Schmidt made no direct mention of the illness in an interview with Irish broadcaster RTE after Saturday's game.
However, an Irish spokesman said Schmidt had been "in agony all day".
The IRFU said on Sunday morning that the New Zealander, 49, was "recovering well" following the surgery.
"Joe would like to thank the doctors and nurses of St Vincent's Hospital and everyone for their well wishes and kind messages of support," added the IRFU statement.

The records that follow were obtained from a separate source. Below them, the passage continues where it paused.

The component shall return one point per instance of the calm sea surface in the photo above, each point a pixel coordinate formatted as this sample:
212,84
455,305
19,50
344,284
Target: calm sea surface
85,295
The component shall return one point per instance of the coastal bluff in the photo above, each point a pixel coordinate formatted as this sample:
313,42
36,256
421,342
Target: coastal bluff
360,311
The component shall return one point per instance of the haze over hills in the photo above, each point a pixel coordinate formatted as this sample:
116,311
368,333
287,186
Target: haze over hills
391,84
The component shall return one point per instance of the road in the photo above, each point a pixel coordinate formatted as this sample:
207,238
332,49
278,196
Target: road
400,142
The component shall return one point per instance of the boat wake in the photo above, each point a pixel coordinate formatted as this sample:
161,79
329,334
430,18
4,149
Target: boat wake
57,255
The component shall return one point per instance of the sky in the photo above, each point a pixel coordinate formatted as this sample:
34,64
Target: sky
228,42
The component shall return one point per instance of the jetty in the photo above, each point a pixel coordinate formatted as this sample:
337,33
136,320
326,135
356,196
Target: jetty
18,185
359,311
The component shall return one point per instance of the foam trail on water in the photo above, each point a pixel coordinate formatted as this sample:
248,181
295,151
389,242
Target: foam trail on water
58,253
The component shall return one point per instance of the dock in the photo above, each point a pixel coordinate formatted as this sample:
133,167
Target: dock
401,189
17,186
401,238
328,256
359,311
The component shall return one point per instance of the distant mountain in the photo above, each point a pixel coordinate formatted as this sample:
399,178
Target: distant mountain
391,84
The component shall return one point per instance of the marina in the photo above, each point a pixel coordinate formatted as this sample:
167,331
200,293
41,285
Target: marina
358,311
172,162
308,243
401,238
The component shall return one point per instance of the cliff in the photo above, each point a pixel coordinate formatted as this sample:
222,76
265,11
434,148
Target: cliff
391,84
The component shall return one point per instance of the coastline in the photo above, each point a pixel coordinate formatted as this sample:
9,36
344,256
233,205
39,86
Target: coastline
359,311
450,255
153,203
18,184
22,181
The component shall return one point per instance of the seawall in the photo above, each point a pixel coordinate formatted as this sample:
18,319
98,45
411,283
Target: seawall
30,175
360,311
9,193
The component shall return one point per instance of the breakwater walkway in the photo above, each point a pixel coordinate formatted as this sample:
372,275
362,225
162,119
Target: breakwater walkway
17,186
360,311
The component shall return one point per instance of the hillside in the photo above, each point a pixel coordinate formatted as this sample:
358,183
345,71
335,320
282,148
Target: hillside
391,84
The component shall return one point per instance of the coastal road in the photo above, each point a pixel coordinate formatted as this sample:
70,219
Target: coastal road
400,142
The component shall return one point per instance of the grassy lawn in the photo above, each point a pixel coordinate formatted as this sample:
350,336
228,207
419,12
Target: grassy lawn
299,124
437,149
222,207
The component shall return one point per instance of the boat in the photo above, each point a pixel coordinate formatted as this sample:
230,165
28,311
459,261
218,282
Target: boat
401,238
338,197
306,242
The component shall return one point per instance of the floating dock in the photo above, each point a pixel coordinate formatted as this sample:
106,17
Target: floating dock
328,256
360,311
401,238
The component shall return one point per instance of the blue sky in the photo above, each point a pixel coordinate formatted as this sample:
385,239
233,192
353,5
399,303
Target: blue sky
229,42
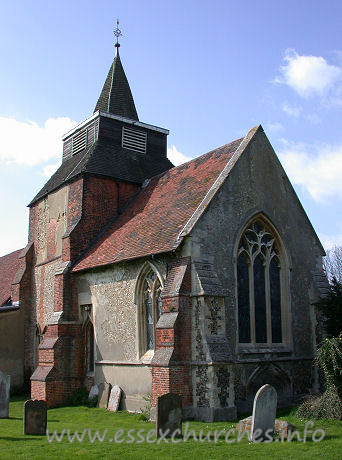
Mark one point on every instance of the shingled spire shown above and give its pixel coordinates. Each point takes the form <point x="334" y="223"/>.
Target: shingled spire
<point x="116" y="96"/>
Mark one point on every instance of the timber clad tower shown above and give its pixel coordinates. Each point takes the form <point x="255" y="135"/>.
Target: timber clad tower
<point x="198" y="280"/>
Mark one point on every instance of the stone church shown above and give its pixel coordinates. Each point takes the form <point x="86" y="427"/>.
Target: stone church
<point x="199" y="279"/>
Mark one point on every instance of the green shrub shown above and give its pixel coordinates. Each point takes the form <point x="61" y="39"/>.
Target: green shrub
<point x="146" y="412"/>
<point x="329" y="357"/>
<point x="329" y="405"/>
<point x="331" y="308"/>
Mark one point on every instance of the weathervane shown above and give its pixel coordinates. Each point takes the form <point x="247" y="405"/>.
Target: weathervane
<point x="117" y="33"/>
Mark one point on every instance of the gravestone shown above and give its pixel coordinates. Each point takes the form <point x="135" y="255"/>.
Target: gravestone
<point x="282" y="427"/>
<point x="94" y="392"/>
<point x="5" y="384"/>
<point x="35" y="417"/>
<point x="264" y="411"/>
<point x="169" y="415"/>
<point x="114" y="399"/>
<point x="104" y="392"/>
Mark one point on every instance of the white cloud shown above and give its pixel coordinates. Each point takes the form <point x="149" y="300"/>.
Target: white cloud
<point x="316" y="168"/>
<point x="28" y="144"/>
<point x="48" y="170"/>
<point x="274" y="128"/>
<point x="308" y="75"/>
<point x="292" y="111"/>
<point x="176" y="157"/>
<point x="330" y="241"/>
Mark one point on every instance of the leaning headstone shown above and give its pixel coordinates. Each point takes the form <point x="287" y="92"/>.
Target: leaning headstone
<point x="35" y="417"/>
<point x="104" y="391"/>
<point x="94" y="392"/>
<point x="5" y="384"/>
<point x="169" y="415"/>
<point x="282" y="427"/>
<point x="264" y="412"/>
<point x="114" y="399"/>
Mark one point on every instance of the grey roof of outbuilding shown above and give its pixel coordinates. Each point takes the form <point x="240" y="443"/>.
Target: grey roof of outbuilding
<point x="106" y="160"/>
<point x="116" y="96"/>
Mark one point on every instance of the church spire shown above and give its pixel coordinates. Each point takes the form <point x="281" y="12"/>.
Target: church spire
<point x="116" y="96"/>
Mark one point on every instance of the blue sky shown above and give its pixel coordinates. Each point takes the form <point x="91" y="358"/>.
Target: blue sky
<point x="208" y="71"/>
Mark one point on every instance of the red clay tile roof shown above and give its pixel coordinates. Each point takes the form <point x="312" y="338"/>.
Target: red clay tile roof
<point x="9" y="265"/>
<point x="153" y="221"/>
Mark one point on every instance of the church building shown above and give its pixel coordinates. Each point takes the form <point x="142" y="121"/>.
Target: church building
<point x="198" y="280"/>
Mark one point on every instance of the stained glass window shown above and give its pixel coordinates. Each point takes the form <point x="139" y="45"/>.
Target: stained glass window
<point x="259" y="286"/>
<point x="152" y="307"/>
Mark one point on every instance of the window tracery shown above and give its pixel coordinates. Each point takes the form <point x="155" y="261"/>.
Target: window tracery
<point x="259" y="286"/>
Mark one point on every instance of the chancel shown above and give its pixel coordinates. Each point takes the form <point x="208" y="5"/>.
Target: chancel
<point x="198" y="280"/>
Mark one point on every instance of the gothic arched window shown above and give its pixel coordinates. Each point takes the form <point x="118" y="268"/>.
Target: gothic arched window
<point x="259" y="286"/>
<point x="89" y="345"/>
<point x="149" y="307"/>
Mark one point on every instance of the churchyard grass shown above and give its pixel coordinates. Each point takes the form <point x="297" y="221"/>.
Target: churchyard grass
<point x="15" y="445"/>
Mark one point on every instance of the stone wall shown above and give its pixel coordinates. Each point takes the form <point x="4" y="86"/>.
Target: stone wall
<point x="257" y="185"/>
<point x="112" y="294"/>
<point x="12" y="349"/>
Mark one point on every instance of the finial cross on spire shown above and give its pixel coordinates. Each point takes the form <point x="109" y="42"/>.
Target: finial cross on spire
<point x="117" y="33"/>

Schmidt did one interview with RTE following the game but did not attend the main post-match news conference.
Asked whether Saturday's victory would boost his team's chances of retaining the Six Nations title, Schmidt said: "I'm just hoping to survive tonight."
Ireland captain Paul O'Connell - who was named man of the match - said Schmidt had not spoken about his illness before the match.
"He was as normal stand-offish," said the 35-year-old Munster lock.
"He didn't come too close to us all day in case it was something catching. He didn't want to distract us from our focus. That's the type of man he is."
Assistant coach Les Kiss added that Schmidt "toughed out the day" in typically understated fashion.
"He's just going to be assessed. He's had some pretty bad stomach pains through the day," said Kiss.
During his RTE interview, Schmidt praised his captain's display as the Irish refused to let victory slip in the manner of last November's heartbreaking defeat by the All Blacks.
"There's a little bit of a sense of deja vu but it didn't quite look like it did last year," said Schmidt.
"Paul O'Connell led from the front. There were a couple of fantastic tackles in that last set of Australian attacks.
"You're 17-0 up after about 17 minutes, it's still pretty frustrating that you give them an opportunity to get back into the game and they don't need too many invites.
|Australia coach Michael Cheika|
|"We got close and we were unlucky not to win, to be honest."|
"I thought we were passive in the first half. It wasn't what we'd planned.
"They were quite the opposite. They bullied us in the first half."
Australia coach Michael Cheika acknowledged that he was disappointed to lose on his return to Irish soil but the former Leinster boss says his team will now focus on next weekend's game with England at Twickenham.
"We'll recover and mourn the loss because it was difficult, but we'll bounce back on Monday and do our best at Twickenham," added Cheika, whose side were suffering their second straight defeat after last weekend's 29-26 loss against France.
"It was different from last week where I think we got close but we would have been lucky to win.
"This week we got close and we were unlucky not to win to be honest."